Monday, October 03, 2005

Shiro


Okay, some good friends took me to Shiro in South Pasadena for dinner for my birthday. It's French Japanese. Shiro is always at the stove, that's why the food is always good. Shiro has the reputation for the best catfish dish on the planet. In fact, people order it so often, he's actually sick of doing it. He tried taking it off the menu once and brought it back almost immediately because of the protests. The catfish, I must report, is really that good. I don't even like catfish that much, but his version is crazy crazy good. The fish has slits cut into it and thin slices of ginger is slipped into the incisions. Then it is lightly floured and fried to a perfect crisp. It's a big fish. Maybe four pound. The meat is perfectly light and crunchy on the outside and the flesh inside is perfectly tender and moist, redolent of carmelized ginger. There is a light ponzu soy sauce and fresh cilantro on top. It smells roughly like great southern fried chicken. It is so good, I don't know why it took me so long to try it. There is none of that muddy mushy taste that catfish sometimes has. Shiro's catfish is an elevated culinary experience. Simple and perfect. The service is wonderful. Other food there is also great, but the catfish really is transcendent.

Oh, other good eats right now...Europane has a couple of great new items. First is the cranberry/currant bread. It is cooked in a round cake pan. A solid wedge of the bread is chewy like Sumi's ciabbata, and there is a light crispiness on the outside.
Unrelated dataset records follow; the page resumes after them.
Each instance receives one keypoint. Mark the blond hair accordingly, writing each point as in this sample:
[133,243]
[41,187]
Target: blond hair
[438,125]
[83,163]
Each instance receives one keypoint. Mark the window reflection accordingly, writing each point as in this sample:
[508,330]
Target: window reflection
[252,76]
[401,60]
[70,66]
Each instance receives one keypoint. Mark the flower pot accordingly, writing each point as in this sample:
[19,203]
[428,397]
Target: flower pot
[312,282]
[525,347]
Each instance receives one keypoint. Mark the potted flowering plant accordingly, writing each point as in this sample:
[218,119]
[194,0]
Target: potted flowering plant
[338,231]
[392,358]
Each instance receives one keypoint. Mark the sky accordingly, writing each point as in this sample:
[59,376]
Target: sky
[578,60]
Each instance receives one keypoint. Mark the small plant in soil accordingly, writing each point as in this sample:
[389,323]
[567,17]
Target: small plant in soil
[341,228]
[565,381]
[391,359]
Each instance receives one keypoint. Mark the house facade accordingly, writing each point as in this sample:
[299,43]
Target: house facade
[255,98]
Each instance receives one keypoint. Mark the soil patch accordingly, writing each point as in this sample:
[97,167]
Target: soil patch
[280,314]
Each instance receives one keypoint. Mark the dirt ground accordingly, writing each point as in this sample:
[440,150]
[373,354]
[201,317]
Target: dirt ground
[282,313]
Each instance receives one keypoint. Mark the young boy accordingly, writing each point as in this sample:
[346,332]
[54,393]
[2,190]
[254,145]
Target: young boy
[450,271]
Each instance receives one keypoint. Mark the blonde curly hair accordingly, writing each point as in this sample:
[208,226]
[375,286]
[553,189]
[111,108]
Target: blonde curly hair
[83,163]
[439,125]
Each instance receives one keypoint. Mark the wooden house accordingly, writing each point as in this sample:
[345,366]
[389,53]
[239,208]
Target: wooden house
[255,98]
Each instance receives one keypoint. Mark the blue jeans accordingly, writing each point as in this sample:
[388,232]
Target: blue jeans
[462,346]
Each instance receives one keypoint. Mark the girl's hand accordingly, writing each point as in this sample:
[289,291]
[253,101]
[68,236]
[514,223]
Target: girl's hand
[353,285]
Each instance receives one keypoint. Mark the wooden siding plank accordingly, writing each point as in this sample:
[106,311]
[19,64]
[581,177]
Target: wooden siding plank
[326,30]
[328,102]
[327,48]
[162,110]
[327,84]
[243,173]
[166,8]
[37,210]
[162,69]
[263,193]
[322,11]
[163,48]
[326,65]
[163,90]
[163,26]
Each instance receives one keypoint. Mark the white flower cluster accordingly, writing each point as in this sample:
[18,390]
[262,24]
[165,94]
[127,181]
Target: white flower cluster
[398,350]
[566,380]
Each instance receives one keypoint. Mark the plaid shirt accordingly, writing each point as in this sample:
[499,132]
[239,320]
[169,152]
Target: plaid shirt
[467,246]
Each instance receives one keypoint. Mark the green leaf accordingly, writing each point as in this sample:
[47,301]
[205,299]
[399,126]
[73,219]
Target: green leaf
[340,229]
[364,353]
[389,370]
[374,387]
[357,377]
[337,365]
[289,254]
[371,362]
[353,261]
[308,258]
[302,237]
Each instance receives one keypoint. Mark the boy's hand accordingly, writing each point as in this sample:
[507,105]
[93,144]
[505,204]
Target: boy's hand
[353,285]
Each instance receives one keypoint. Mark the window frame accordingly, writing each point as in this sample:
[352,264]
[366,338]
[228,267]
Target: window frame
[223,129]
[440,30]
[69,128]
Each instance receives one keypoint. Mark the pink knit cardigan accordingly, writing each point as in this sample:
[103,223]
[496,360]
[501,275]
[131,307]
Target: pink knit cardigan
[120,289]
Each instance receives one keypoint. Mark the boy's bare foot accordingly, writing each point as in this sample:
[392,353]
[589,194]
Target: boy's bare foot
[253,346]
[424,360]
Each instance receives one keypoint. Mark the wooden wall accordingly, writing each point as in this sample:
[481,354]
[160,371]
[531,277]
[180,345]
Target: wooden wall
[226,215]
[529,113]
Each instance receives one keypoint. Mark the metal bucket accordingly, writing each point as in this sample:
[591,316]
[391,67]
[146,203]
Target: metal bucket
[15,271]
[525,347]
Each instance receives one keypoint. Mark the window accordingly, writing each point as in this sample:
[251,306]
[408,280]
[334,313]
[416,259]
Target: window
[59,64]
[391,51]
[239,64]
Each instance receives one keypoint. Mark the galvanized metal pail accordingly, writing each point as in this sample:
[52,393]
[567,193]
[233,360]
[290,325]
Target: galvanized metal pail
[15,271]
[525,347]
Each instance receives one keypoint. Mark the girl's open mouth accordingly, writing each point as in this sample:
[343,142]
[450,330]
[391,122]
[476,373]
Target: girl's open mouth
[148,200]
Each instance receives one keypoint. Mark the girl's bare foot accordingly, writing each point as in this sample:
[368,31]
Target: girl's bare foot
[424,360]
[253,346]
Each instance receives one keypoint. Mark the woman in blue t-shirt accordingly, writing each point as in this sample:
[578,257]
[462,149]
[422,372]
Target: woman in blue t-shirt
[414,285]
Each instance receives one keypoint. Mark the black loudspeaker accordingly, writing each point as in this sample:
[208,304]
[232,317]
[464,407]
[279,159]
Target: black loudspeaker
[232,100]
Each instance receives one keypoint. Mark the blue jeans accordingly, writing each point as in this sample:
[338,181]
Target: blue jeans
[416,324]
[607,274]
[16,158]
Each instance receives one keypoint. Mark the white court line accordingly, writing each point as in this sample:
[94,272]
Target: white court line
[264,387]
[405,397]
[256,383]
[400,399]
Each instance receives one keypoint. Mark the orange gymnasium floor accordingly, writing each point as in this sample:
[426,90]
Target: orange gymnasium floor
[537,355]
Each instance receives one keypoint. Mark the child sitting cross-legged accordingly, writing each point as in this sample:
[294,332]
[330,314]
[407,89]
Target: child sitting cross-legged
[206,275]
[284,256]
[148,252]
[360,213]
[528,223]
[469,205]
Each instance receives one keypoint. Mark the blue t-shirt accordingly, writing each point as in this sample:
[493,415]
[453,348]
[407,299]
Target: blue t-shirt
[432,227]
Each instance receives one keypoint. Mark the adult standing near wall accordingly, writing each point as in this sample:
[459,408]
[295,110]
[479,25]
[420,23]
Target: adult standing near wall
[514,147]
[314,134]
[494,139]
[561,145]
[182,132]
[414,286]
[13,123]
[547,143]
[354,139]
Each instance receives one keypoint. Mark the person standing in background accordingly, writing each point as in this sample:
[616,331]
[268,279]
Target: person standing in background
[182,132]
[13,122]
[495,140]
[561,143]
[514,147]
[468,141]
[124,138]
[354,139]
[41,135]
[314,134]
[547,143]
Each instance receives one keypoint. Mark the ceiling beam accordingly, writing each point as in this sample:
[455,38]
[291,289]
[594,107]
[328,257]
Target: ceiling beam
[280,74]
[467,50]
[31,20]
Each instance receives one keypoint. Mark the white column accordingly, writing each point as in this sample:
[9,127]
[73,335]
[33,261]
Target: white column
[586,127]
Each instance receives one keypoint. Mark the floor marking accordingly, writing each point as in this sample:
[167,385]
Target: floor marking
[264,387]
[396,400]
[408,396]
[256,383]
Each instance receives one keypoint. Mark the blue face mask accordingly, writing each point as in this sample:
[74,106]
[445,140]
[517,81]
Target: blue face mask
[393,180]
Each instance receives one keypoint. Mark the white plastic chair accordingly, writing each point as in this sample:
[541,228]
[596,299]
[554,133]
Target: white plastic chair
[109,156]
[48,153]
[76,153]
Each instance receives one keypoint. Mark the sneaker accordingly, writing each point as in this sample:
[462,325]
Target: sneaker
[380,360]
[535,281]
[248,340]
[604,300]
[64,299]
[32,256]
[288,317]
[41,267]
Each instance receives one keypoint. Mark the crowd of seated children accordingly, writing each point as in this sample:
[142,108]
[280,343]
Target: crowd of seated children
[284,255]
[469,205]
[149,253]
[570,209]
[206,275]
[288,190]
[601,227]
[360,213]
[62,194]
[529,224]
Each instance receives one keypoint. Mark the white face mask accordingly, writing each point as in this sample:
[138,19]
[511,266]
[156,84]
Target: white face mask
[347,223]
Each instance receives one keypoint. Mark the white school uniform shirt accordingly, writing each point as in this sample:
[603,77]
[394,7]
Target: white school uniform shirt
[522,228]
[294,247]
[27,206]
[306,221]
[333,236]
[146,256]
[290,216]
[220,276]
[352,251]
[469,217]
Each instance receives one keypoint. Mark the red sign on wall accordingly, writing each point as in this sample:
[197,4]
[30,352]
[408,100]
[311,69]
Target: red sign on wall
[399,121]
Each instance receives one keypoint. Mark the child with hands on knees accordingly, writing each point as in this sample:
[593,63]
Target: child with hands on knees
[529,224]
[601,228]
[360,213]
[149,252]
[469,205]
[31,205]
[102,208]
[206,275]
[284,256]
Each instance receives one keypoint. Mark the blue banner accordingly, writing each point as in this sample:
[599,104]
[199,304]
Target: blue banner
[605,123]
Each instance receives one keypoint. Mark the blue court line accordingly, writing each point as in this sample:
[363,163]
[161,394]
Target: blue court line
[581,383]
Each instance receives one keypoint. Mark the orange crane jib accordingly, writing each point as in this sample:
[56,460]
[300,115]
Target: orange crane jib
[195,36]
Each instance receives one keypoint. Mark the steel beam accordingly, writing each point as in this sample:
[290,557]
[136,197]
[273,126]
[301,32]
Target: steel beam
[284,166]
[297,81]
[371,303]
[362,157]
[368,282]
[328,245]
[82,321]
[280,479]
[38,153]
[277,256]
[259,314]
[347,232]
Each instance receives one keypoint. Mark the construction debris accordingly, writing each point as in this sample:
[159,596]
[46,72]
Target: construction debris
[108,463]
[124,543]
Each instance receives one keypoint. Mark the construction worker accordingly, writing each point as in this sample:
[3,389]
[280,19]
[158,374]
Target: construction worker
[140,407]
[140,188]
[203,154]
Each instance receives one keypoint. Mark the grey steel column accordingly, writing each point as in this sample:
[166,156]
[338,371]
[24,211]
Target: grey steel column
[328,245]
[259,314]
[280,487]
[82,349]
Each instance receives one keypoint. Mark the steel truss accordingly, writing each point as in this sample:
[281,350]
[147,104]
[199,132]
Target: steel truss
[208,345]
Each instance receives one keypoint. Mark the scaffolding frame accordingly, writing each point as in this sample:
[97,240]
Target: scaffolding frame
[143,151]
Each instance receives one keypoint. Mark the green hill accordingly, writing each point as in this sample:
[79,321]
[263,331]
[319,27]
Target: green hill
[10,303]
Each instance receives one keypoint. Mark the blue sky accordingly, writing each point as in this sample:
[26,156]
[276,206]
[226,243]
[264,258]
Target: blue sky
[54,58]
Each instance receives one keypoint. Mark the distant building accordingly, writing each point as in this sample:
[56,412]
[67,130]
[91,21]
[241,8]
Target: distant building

Each wedge must contain a cup or two of cranberry and currant. It's tart, moist chewy and satisfying. Also great is the almond cake. It's a low thing, only about 3/4 to an inch thick. The cake part is like a lightly sweet bread. The topping is slivered almonds, a little granulated sugar and a syrupy orange water scented glaze. The combination is remarkable--nutty, crunchy, floral, sticky, chewy. The complexity catches you off guard just a little bit and it's not super sweet and goes perfectly with green tea.
And lastly, Sumi, who attended a big bread making conference in San Francisco recently, as if her bread wasn't already great, has come back with something new. It's a farmer's loaf. It is a loaf full of nutty grains. It is so hearty and dense--it's almost meaty. It would be an incredible sandwich bread. Rare roast beef, turkey, even a rustic pate would all be a lovely complement to this muscular bread. Oh, lamb would be lights out. The big flavor of the bread would hold up to any of the grassiness of the lamb. With a little arugula and a coarse mustard...oh my.

Saturday, October 01, 2005

Arty Fingerboredom


So, I'm including this image in the show. It's going to be 30X40. Don't mind the blue tape that is holding the board to my fingers. Don't spoil the illusion!